Random walk on spheres algorithm for solving transient drift-diffusion-reaction problems

Abstract

Abstract We suggest in this paper a Random Walk on Spheres (RWS) method for solving transient drift-diffusion-reaction problems which is an extension of our algorithm we developed recently [26] for solving steady-state drift-diffusion problems. Both two-dimensional and three-dimensional problems are solved. Survival probability, first passage time and the exit position for a sphere (disc) of the drift-diffusion-reaction process are explicitly derived from a generalized spherical integral relation we prove both for two-dimensional and three-dimensional problems.

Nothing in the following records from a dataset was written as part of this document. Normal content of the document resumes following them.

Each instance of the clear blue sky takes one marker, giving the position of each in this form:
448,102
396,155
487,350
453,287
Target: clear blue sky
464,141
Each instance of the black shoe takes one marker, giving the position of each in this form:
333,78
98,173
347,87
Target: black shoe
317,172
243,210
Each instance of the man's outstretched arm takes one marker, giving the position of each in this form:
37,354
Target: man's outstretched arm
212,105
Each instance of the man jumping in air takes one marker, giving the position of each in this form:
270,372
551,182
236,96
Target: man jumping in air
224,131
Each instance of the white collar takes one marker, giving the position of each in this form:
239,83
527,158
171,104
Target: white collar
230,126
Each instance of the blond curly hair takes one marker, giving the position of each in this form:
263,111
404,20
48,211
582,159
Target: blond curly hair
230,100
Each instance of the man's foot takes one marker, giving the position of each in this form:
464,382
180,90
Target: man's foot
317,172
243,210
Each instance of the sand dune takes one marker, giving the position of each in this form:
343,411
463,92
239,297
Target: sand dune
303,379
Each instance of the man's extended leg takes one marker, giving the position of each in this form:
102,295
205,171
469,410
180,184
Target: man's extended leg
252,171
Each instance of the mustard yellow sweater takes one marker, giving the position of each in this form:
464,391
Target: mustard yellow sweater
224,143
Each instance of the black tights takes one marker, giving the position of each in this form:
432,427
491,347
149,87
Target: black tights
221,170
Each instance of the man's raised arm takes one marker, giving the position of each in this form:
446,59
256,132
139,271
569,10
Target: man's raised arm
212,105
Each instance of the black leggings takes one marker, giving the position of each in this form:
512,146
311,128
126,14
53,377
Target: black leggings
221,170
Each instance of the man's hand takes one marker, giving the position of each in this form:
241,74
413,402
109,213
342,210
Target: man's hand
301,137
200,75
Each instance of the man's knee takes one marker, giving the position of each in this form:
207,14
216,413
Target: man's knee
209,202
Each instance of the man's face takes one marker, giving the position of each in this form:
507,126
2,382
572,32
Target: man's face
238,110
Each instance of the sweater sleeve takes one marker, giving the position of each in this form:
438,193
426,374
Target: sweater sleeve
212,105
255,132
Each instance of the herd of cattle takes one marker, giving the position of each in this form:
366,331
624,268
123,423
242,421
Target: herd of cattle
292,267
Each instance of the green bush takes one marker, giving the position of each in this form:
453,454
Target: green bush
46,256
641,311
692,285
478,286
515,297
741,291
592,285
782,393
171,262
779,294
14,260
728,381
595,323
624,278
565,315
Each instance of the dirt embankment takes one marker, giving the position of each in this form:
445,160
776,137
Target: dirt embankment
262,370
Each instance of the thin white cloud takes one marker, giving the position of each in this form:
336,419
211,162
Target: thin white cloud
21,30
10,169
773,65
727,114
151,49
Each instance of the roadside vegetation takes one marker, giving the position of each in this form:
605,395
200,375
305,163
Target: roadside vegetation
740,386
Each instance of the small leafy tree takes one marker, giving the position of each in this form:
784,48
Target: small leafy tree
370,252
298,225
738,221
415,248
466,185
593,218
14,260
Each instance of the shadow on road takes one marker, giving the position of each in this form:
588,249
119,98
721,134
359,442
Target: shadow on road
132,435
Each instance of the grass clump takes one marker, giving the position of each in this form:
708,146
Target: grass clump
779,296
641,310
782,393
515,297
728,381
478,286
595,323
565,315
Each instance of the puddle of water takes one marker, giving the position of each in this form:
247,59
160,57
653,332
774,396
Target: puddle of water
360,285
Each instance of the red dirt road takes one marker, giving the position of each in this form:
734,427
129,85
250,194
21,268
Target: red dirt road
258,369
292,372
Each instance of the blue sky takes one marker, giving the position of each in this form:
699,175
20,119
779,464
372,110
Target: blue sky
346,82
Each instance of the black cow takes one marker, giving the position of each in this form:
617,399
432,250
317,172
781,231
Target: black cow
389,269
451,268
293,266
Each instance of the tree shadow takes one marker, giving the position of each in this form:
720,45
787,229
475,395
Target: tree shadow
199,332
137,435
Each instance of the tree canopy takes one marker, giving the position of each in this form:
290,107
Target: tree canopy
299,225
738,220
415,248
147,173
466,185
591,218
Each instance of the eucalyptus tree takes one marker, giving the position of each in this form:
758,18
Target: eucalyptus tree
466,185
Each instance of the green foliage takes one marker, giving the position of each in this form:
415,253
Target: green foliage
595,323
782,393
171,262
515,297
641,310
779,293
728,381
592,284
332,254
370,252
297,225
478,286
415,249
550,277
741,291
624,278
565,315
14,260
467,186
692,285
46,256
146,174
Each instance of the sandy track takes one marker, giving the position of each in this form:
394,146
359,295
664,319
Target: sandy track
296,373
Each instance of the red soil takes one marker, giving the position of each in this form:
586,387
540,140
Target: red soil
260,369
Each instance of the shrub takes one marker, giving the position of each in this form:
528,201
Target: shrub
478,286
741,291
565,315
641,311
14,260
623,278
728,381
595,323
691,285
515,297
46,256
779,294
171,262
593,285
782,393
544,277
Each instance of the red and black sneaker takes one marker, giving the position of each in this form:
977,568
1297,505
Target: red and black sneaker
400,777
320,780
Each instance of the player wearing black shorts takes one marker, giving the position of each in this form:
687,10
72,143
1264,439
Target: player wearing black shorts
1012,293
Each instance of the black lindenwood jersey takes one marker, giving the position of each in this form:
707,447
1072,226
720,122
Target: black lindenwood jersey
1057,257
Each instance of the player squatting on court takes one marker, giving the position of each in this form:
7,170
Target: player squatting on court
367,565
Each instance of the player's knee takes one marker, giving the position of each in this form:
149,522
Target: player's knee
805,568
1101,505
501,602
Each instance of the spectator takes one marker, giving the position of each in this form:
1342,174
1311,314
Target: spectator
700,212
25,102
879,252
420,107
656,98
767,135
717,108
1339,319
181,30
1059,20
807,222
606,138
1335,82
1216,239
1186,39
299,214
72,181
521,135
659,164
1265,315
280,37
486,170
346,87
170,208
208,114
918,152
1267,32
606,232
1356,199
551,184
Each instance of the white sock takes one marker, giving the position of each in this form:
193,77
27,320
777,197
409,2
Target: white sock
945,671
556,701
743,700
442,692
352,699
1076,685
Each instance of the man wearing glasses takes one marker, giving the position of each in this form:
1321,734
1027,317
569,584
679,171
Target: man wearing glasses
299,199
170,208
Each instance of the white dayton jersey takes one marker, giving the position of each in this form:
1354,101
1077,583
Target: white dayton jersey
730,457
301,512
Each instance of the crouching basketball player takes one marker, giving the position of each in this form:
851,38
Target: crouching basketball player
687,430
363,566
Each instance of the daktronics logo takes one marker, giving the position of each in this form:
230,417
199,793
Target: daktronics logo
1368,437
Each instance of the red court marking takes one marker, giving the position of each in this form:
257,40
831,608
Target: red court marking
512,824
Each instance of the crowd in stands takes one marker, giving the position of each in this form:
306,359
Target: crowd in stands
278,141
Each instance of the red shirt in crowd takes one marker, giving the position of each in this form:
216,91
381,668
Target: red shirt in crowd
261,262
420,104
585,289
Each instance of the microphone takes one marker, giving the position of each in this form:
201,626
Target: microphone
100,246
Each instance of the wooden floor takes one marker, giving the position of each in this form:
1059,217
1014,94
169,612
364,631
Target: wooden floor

The distribution of the exit position on the sphere has the form of the von Mises–Fisher distribution which can be simulated efficiently. Rigorous expressions are derived in the case of constant velocity drift, but the algorithm is then extended to solve drift-diffusion-reaction problems with arbitrary varying drift velocity vector. The method can efficiently be applied to calculate the fluxes of the solution to any part of the boundary. This can be done by applying a reciprocity theorem which we prove here for the drift-diffusion-reaction problems with general boundary conditions. Applications of this approach to methods of cathodoluminescence (CL) and electron beam induced current (EBIC) imaging of defects and dislocations in semiconductors are presented.